We’ve signed our Agreement… What is Next? I
I. We’ve signed our Agreement… What is Next?
If you are reading this, congratulations — the heavy lifting of mediating a settlement is behind you, and what comes next is straightforward (if bureaucratic and administratively tedious).
A fully executed, notarized Agreement: The golden ticket to an uncontested divorce.
Once spouses have signed and notarized their formal agreement — either a Marital Settlement Agreement or Property Settlement Agreement in New Jersey, or a Separation Agreement or Stipulation of Settlement in New York — we file pleadings to legalize the divorce.
Once spouses have a signed agreement, they can proceed with an uncontested divorce, which is permissible only when an agreement exists between the parties. In contrast, a contested divorce requires litigation — the fundamental misadventure that a mediated divorce circumvents.
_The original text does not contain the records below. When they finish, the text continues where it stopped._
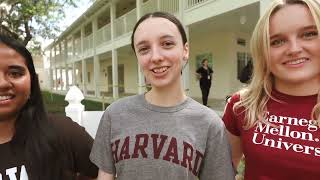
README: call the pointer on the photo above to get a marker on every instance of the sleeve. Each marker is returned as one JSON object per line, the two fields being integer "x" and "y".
{"x": 101, "y": 153}
{"x": 198, "y": 70}
{"x": 229, "y": 118}
{"x": 78, "y": 145}
{"x": 81, "y": 146}
{"x": 217, "y": 162}
{"x": 210, "y": 70}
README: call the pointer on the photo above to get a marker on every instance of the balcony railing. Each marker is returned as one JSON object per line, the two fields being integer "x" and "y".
{"x": 124, "y": 24}
{"x": 103, "y": 35}
{"x": 192, "y": 3}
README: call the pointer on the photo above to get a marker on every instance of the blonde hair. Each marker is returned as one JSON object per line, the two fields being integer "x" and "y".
{"x": 255, "y": 97}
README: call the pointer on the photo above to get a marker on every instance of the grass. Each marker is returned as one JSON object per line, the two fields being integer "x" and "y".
{"x": 55, "y": 103}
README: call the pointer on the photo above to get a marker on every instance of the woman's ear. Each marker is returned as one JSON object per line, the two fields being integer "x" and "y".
{"x": 185, "y": 52}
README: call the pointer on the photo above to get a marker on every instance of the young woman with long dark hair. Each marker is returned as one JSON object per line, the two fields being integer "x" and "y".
{"x": 33, "y": 145}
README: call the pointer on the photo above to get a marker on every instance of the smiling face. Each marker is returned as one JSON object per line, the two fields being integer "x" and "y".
{"x": 15, "y": 83}
{"x": 294, "y": 48}
{"x": 160, "y": 52}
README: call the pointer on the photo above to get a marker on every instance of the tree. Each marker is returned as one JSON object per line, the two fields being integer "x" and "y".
{"x": 24, "y": 19}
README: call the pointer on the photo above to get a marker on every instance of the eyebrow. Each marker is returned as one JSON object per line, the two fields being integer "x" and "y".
{"x": 304, "y": 28}
{"x": 17, "y": 67}
{"x": 162, "y": 37}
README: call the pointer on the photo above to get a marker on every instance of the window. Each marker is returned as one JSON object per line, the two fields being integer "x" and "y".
{"x": 88, "y": 77}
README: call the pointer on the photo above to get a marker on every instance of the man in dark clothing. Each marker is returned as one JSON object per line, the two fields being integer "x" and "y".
{"x": 205, "y": 74}
{"x": 246, "y": 73}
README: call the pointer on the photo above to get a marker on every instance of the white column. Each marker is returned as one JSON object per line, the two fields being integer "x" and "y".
{"x": 66, "y": 67}
{"x": 96, "y": 60}
{"x": 55, "y": 68}
{"x": 60, "y": 65}
{"x": 74, "y": 80}
{"x": 141, "y": 83}
{"x": 186, "y": 70}
{"x": 158, "y": 5}
{"x": 96, "y": 70}
{"x": 84, "y": 76}
{"x": 50, "y": 70}
{"x": 83, "y": 63}
{"x": 115, "y": 82}
{"x": 263, "y": 5}
{"x": 82, "y": 40}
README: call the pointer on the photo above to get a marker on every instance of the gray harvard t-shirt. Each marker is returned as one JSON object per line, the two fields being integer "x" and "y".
{"x": 140, "y": 141}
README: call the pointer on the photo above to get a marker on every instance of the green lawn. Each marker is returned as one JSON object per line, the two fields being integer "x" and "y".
{"x": 55, "y": 103}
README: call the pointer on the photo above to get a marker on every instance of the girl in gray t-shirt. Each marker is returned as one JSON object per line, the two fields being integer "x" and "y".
{"x": 162, "y": 134}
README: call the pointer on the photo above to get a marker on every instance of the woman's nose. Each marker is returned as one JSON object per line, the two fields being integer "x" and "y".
{"x": 156, "y": 55}
{"x": 4, "y": 81}
{"x": 294, "y": 47}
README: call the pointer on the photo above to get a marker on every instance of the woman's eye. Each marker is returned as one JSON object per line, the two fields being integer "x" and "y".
{"x": 167, "y": 44}
{"x": 142, "y": 50}
{"x": 310, "y": 34}
{"x": 16, "y": 74}
{"x": 277, "y": 42}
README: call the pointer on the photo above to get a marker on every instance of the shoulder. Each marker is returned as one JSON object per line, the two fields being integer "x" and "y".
{"x": 65, "y": 127}
{"x": 61, "y": 121}
{"x": 124, "y": 104}
{"x": 205, "y": 115}
{"x": 234, "y": 98}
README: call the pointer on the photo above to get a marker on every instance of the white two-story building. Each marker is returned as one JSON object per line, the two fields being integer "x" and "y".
{"x": 94, "y": 52}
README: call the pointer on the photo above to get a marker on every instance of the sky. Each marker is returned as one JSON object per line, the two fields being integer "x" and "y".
{"x": 72, "y": 13}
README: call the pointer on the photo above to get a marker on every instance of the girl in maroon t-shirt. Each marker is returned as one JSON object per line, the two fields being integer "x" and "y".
{"x": 274, "y": 121}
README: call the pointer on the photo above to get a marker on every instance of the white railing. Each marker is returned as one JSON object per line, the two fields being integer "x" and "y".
{"x": 125, "y": 23}
{"x": 77, "y": 47}
{"x": 192, "y": 3}
{"x": 75, "y": 110}
{"x": 171, "y": 6}
{"x": 103, "y": 35}
{"x": 88, "y": 42}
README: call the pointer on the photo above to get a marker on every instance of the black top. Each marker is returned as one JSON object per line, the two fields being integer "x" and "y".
{"x": 206, "y": 75}
{"x": 77, "y": 145}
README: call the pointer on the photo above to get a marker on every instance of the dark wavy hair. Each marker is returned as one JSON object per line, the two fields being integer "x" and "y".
{"x": 34, "y": 136}
{"x": 164, "y": 15}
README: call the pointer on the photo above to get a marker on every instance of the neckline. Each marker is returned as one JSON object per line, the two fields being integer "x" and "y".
{"x": 293, "y": 99}
{"x": 162, "y": 109}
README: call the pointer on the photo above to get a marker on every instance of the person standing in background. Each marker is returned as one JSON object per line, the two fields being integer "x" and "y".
{"x": 205, "y": 77}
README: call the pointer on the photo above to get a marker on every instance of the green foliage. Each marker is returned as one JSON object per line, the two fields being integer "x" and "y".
{"x": 23, "y": 19}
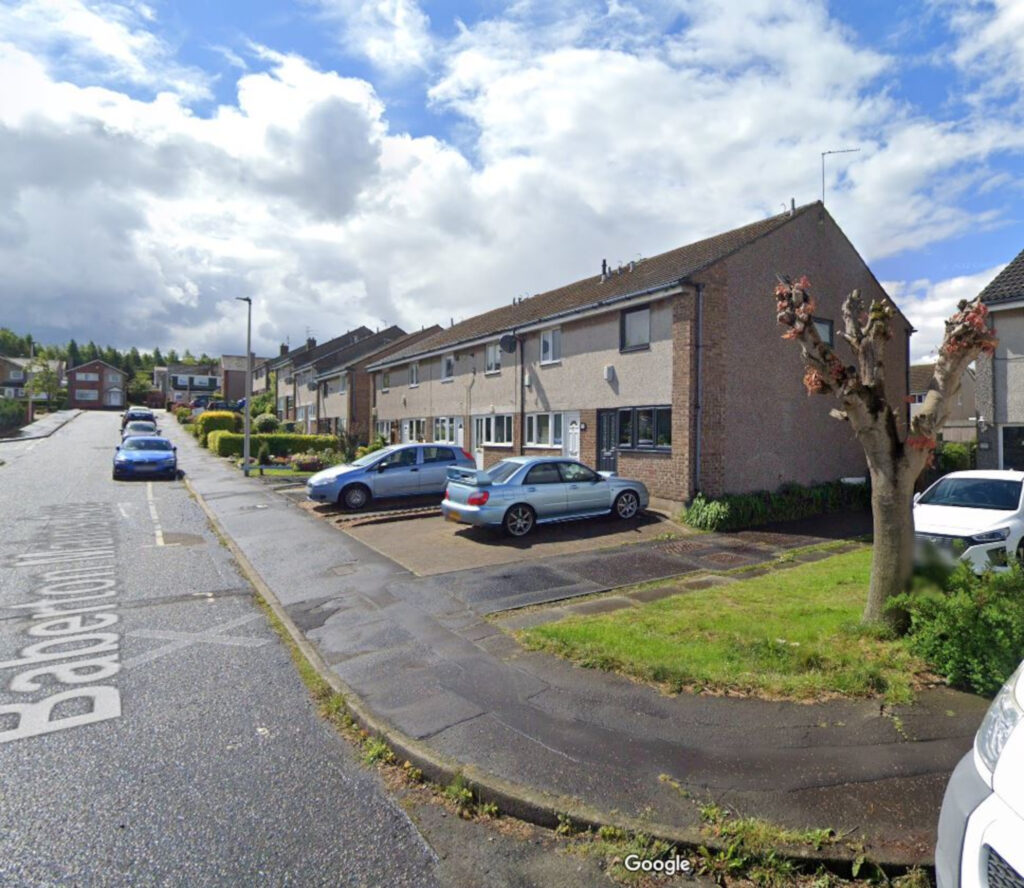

In an uncontested divorce, also known as a no-fault divorce, the grounds generally used are irreconcilable differences for six months or longer (NJ) or an irretrievable breakdown of the marriage for six months or longer (NY).
Preparing the Pleadings
Although an Agreement is in place, the divorce is not yet final. Nor can the Agreement alone be submitted to the court. The Agreement must be submitted with various other documents known as pleadings. The pleadings are the legal documents required by the court to process a divorce. The pleadings contain forms requesting the court’s intervention, asking that the court review and formalize the divorce and grant the relief the parties have requested. Pleadings include, but are not limited to, such forms as the Complaint for Divorce, Acknowledgement of Service, Certification of Non-Military Service, and Certifications confirming insurance information and other personal data. The pleadings inform the court of what is happening (a divorce), to whom it is happening (the parties, their children), and what the court is supposed to do about it all.
The pleadings and the procedure they require ensure that the rights of the parties are protected, particularly that each party is properly informed of the legal proceedings and has the opportunity to consent or object. The pleadings distill the matter into a particular format that the court can easily recognize and process. In the same way, doctors must submit prescriptions in a particular, standardized format, so must lawyers submit pleadings. The standardization assists the court in reviewing the submissions in a manner somewhat more like grading results of a standardized, fill-in-the-bubble test than evaluating an essay exam.
In order to prepare the pleading, the parties are required to provide some additional information and, in New Jersey, fill out a couple of forms directly. The majority of the documents are prepared by the attorney filing the uncontested divorce.